8.- Coloca los envoltorios de ragú sobre una fuente de horno cubierta con un papel de hornear, silicona o simplemente engrasada, poniéndolos con el cierre hacia abajo. Úntalos con la mantequilla derretida y mételos en el horno ya caliente durante unos 20-25 minutos hasta que estén bien doraditos.

Notas: 1.- La boloñesa se puede hacer con un par de días de antelación y guardar en la nevera. También congela bien. Los paquetitos se pueden preparar con un par de horas, sin untar de mantequilla, y guardarlos bien tapados con film en la nevera.

2.- Para hacerlo vegano, no pongas huevo pero en el paso 5 diluye una cucharada rasa de fécula de patata o maicena en el líquido de hidratar las setas o, alternativamente, añade una cucharadita de salvado de avena. Sustituye la mantequilla por aceite de oliva y la pasta brick por filo.

3.- Para acompañar he puesto una ensalada muy normalita de rúcola con nueces y grana padano, nuevamente para apaciguar al carnívoro (yo). Para hacerla vegana, sustituye el queso por copos/escamas de levadura de cerveza.

4.- Con las hojas de brick es importante trabajar de una en una sin entretenernos mucho para que no se sequen. Sácalas del envoltorio a medida que las vas necesitando y ten el resto dentro del paquete o, si no puedes porque eres de las mías y lo has roto entero (¿¿¿abre-fácil???), tápalas con papel film mientras no las estés usando y pon encima del film un paño de cocina ligeramente humedecido.

TARTA DE CHOCOLATE Y NARANJA AMARGA

Otra tarta más para el repertorio y en este caso no voy a dar sustitutos para hacerla vegana porque habría que cambiar el postre entero y, además, creo que nos hemos ganado un poquito de decadencia. De todos modos, si tenéis mucho interés en la repostería vegana, no tenéis más que pedir porque tengo un par de recetas que encuentro buenas (eso sí, preparaos para ir a la tienda naturista a buscar ingredientes). Una recomendación antes de lanzaros a hacer esta tarta: nunca, nunca, nunca metáis a Pantaleón en vuestra cocina, que espere en el salón como un señor.

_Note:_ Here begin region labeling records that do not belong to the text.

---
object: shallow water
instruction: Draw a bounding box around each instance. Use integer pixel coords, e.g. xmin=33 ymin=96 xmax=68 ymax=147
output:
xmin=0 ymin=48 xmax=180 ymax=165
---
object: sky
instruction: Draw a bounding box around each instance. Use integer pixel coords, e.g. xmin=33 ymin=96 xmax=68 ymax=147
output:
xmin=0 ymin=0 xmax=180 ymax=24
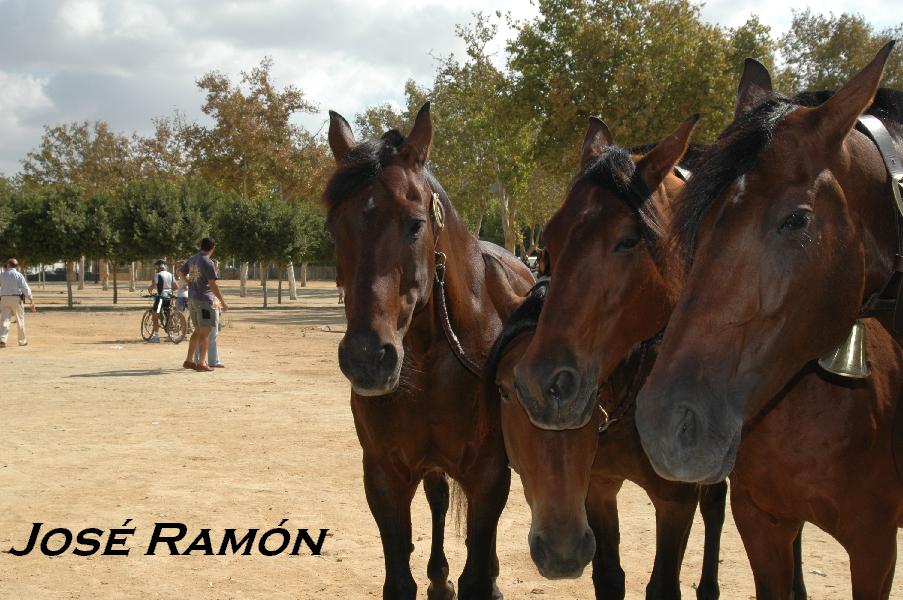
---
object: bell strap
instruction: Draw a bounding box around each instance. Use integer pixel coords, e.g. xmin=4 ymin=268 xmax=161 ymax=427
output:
xmin=859 ymin=115 xmax=903 ymax=334
xmin=435 ymin=252 xmax=483 ymax=377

Ingredientes para un molde de 22cms

Base

  • 160g harina común
  • 30g azúcar glace
  • 20g cacao puro en polvo sin endulzar
  • 100g mantequilla muy fría en cuadritos
  • 60ml agua helada (aprox)

Relleno

  • 90g mermelada de naranja amarga, la usarás en dos fases (4 cucharadas soperas, más o menos)
  • 250g chocolate negro, que sea razonablemente bueno (uso Lindt para postres, 70% cacao)
  • 250ml nata de montar (35% materia grasa)
  • 40-80g mantequilla fría y en trocitos (al gusto, cuanta más se le ponga más brillará la ganache… y más engordará)
  • 40ml Grand Marnier, Cointreau o cualquier licor de naranja
  • Opcional para decorar: cacao puro en polvo y ralladura de naranja confitada

Procedimiento

1.- Comenzamos con la base, siguiendo el procedimiento que os expliqué aquí en la galette y que resumo brevemente, para hacer a máquina. Tened en cuenta que no es una masa quebrada, es menos grasienta y resulta más elástica y fácil de manejar pero se hace de forma similar: Se meten en el robot todos los ingredientes en polvo y se dan un par de golpes para mezclar. Incorporamos la mantequilla y se va dando potencia de forma esporádica de modo que se encienda y se apague como a golpes hasta que la mantequilla forme bolitas con la harina. Ojo: como esta masa tiene una proporción de mantequilla bastante menor que una masa quebrada no se verán tantas bolitas. Por último se añade el agua y se mezcla todo hasta que se amalgame (debería ser el agua justa, en cualquier caso más vale que sobre y no que falte, si ves que no se junta añade más). Se saca la masa del robot y se forma una bola que se envuelve muy holgadamente en papel film y a continuación la aplastamos hasta que el plástico quede tirante por los bordes, quedándonos con un disco grueso que pondremos a reposar en la nevera aproximadamente media hora.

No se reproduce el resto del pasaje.